I remember one ship where the Cheng and OM supported different teams. The OMs team seemed to lose mostly, and the Cheng would gave him a bit of stick. 
The OM ordered me to give the results to him, and not to show anyone else. He would then alter the results so his team always won and the Chief's team always lost ! Chiefy's turn for a bit of stick !!!


----------



## Shipbuilder (Jun 30, 2005)

Firstly, thank you to Marine Jocky and other engineers in the Engine-Room section for bearing a hand with my (engineering) problem.

Then, back to the subject here with no malicious or "point scoring" intent.

I don't think anyone can add anything to the experiences of a a very young lad away to sea for the first time. Look at me in 1962 and bear in mind that this was aboard my 4th ship! 

I have always been very pally with engineeers (apart from football results, but they were not the only irritants in that field). 

Here is another picture of the chief eng , 2nd mate , 3rd and 2nd eng after the 2nd eng & myself had accidentally busted the wheelhouse window (messing about). Hence the sheepish look on 2nds face. The 2nd mate, who was on watch at the time didn't notice straight away as we ran off immediately and had only just come down to tell us, as we sought sanctuary in the chief's cabin and pleaded ignorance!

Final picture. Not all chiefs dislike us. Here I am with my good friend Bryan, chief engineer on a famous passenger liner when I had the honour of being his "best man" at his wedding half way through the trip in 1979. We first sailed together in 1973 when he was senior 2nd on PENDENNIS CASTLE and I was 2nd R/O. We subsequently sailed together on a regular basis until 1990, when he left the sea. We are still in touch and he may well read this!

I know we both looked like we had been hit in the face with sledgehammers, but it was a momentous day for both of us. We were anchored at St. Helena, and I didn't even make it back to the ship until the next morning at 0600 (sailing at 0800). Local nursing sister put up me & chief officer for the night as we had both had a skinful! (He finally married her).

Just more tales of the sea in an attempt to "lighten the mood"
Bob 

Bob


----------



## MARINEJOCKY (Nov 25, 2007)

I think if you look at the eng. section you may be surprised that I do not dislike spark's either (*))


----------



## Shipbuilder (Jun 30, 2005)

Marine Jockey,
I have already thanked you for your help in Engine-room, but I thought I would repeat it here as well. The info has been really useful and I hope to be up-&-running again soon. Thanks again.
Bob


----------



## Graham P Powell (Jun 2, 2007)

I joined a GTZM pools syndicate on the RML ship Amazon and we actually won some money. We were one point off 66 grand . Not much amongst 30 of us but enough to cover the radio I had had nicked.


----------



## Mimcoman (May 18, 2008)

On Harrison's "Novelist", we had a syndicate (run by the leckie) that won £17,000, (split 16 ways, I'm afraid) that gave us each £1060 or so, if I remember. We were using plan Dandy, and the Wednesday Vernons message said "Dandy plan wins dandy dividend". The bosun persuaded one of the nav cadets not to go into the syndicate "as you never win anything".

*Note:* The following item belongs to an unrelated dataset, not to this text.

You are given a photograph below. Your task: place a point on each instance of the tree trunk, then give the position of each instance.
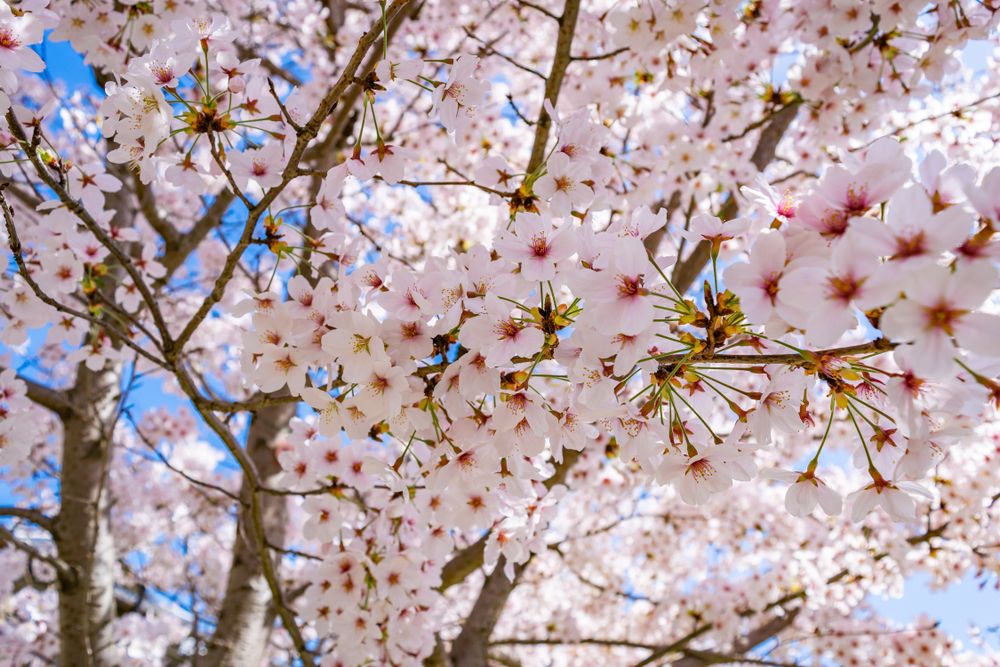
(82, 531)
(245, 622)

As for taking the pools results: I am also not interested in football, but was only too happy to get the results for the rest of the ship. Eventually, I used to buy a little book that gave each weeks' fixture lists for the year - I think it was call the Wee Red Book? This was because the first trip I did by myself taught me never to try and copy the fixture results by hand - I couldn't keep up. After a couple of attempts, I enlisted the assistance of a cadet and I wrote the home teams while he did the away teams.

What was the Vernons collective callsign - or was there such a thing?


----------



## Shipbuilder (Jun 30, 2005)

I used to participate in the scheme as well when it came via official channels. Not because I was the slightest bit interested in football, but felt it would be a bit disappointing if they won a fortune and I had not been in on it. We did have a number of small wins over the years, so never actually lost out on anything!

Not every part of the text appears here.